The thing is, all men do want to do it. A highly spiritual Jimmy Carter said it 30 years ago. We all lust in our hearts. Duh. And, we all do it. With our wives or in committed, loving relationships. It takes more than a weak man overcome by desire to do what Spitzer has done. It takes a letch, a pompous, morally bankrupt jerk. This cad held significant public office, whose attainment was based primarily on a righteousness that bordered on fanaticism. To casually betray the confidence and trust of his family and constituents for several very expensive rolls in the hay is reprehensible. Particularly because of the sham persona he represented to the public. He lied, he cheated, he stole.


Eliot Spitzer should be prosecuted like any “john” on any street corner. Spitzer is Jimmy Swaggart. Spitzer is a guy we guys despise. He’s not a man. He’s weak. He’s a coward. He knows better. How could you be anything but yellow if you had to drag your poor wife out to that podium with you? Spitzer is not everyman. I know good men. Lots of them. They’d no more jump some pricey chick’s bones than rob a bank or kill somebody. Never say it’s okay. Never snicker about it. It’s not okay… Never.

November 08, 2007

Things I Don't Care About

I don't care that the latest Minnesota Poll shows many of you feeling peachy keen with Governor Pawlenty's handling of the I-35 bridge collapse. Should Lieutenant Governor Carol Molnau take the full blame for this disaster, having led the DOT? Probably. But what of the others who share in the complicity? Should we lay all blame on the squishy ground at doltish Carol's feet? If government were a business…oh, if only.


I don't care that Fadela Amara, a French cabinet socialist, is going to resign because the French government is considering a DNA test for immigrants wanting to move to France claiming to have blood relatives in the country. A blood test for French citizenship—not a bad exchange, unless of course you have something to hide. It reminds me of the same concerns employees often have over companies monitoring their e-mail and Internet use.

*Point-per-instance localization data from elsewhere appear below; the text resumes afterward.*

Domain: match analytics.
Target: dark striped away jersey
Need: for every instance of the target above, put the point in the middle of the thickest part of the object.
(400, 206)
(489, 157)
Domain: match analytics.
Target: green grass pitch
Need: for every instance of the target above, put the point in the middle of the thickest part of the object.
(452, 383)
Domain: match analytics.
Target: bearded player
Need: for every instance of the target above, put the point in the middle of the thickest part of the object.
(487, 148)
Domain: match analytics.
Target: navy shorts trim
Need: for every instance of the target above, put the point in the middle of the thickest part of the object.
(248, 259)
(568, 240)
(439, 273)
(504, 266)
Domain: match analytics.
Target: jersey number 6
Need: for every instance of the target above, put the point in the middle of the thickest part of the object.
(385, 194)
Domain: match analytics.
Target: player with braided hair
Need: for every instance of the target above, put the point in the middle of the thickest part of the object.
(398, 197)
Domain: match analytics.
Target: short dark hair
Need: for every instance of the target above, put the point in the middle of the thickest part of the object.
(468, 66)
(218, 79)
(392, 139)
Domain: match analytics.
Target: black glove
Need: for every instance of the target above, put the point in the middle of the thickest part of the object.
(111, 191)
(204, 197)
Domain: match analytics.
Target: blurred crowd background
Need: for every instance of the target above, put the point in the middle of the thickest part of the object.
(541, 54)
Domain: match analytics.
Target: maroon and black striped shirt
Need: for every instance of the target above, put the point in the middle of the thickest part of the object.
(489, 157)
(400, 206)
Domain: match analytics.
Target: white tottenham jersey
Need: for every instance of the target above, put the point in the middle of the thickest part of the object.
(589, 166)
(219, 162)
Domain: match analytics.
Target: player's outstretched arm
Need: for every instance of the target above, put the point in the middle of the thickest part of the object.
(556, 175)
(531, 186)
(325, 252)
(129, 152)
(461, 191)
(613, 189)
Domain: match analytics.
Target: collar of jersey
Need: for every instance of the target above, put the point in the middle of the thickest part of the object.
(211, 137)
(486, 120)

I don't care if it's not PC to want troublemakers, hoodlums, and bullies forced off the streets of downtown Minneapolis. We citizens have a right to enjoy the fantastic entertainment and hospitality that Minneapolis has to offer, without worrying about our personal safety. Do you know what 800-pound gorillas do for tourism and commerce?


I don't care that employees panicked and rebelled at US Cellular when their CEO declared Friday "no e-mail day." As psychologists point out, e-mail is a dependency for most of us. It dominates our workday, in productive and non-productive ways. Millions of hugely successful businesspeople survived just fine before e-mail technologies were invented. What would your day be like without being dominated by e-mail or the web?


I don't care that the latest trend in human resources allows for more inter-office romance. As long as the company gets its pound of flesh—a full days work—why would management give a rip if their employees found love, happiness, excitement, or downright gut-wrenching emotional pain down the street, or in the cube down the hall?


I don't care what Anne Coulter says, although her comments on Donny Deutsch's show reminded me how snotty, demeaning, degrading, divisive, objectionable, and wrong she usually is. If Ms. Coulter had been the CEO of a company, her board would have fired her before she left the TV studio.


I don't care that Scott Clark's lawyer thinks Scott is "a fine young man who made a horrible mistake." You may recall Scott was the drunken lad who ripped the head off of a live duck in the pond at the Embassy Suites hotel in St. Paul. We hear Scott someday wants to have a career. Just how much distance is there between being a duck head ripper-offer and a fine young man? Enough to eliminate Scott from our prospective employee roster. His lawyer thinks he's swell; maybe he'll hire him.